Wittstock: Ist der ästhetische Genuss an einem Konsumgut nicht letztlich doch profaner als der an einem Kunstwerk? Ein Beispiel: Ich kann mich an der Schönheit des Kölner Doms erfreuen, ohne dass der Dom mir gehört. Aber seltsamerweise freuen sich die meisten Leute erst dann am iPhone, wenn sie eines besitzen.
Wolfgang Ullrich: Es gehörte zu den Grundüberzeugungen der Moderne, dass ein Kunsterlebnis nur dann wirklich rein und stark ist, wenn es nicht getrübt wird durch das Bedürfnis, das entsprechende Werk zu besitzen. Es ging, wie Kant es nannte, um das „interesselose Wohlgefallen“ an der Kunst.
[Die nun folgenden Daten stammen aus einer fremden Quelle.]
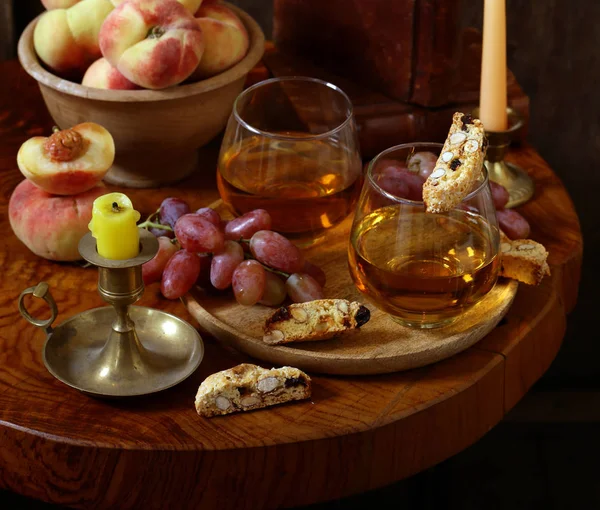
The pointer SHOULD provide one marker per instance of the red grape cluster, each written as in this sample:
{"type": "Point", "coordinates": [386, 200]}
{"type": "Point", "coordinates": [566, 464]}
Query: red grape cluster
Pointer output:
{"type": "Point", "coordinates": [406, 181]}
{"type": "Point", "coordinates": [199, 248]}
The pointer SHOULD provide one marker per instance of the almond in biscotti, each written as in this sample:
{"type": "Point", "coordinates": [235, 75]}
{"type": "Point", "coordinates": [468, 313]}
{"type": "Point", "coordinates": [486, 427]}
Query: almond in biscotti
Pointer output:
{"type": "Point", "coordinates": [459, 165]}
{"type": "Point", "coordinates": [246, 387]}
{"type": "Point", "coordinates": [314, 320]}
{"type": "Point", "coordinates": [523, 260]}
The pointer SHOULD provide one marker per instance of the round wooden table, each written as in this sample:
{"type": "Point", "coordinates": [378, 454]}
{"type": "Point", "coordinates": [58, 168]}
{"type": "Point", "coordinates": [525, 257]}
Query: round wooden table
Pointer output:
{"type": "Point", "coordinates": [357, 434]}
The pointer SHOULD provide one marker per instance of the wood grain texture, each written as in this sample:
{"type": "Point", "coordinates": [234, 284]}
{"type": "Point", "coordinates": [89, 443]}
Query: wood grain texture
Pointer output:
{"type": "Point", "coordinates": [154, 130]}
{"type": "Point", "coordinates": [381, 346]}
{"type": "Point", "coordinates": [357, 433]}
{"type": "Point", "coordinates": [383, 122]}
Das ist aus der Sicht des besitzlosen Bildungsbürgertums gedacht und einmal mehr gegen den Adel gerichtet gewesen. Dagegen steht die Erfahrung, dass viele sich einem Kunstwerk erst dann intensiv verbunden fühlen, wenn sie es besitzen, es nutzen und frei mit ihm umgehen können. Eigentlich liegt doch auf der Hand, dass mein ästhetische Genuss größer oder zumindest ein anderer ist, wenn ich das, was ich schön finde, auch besitzen und so in meinem Alltag erleben kann.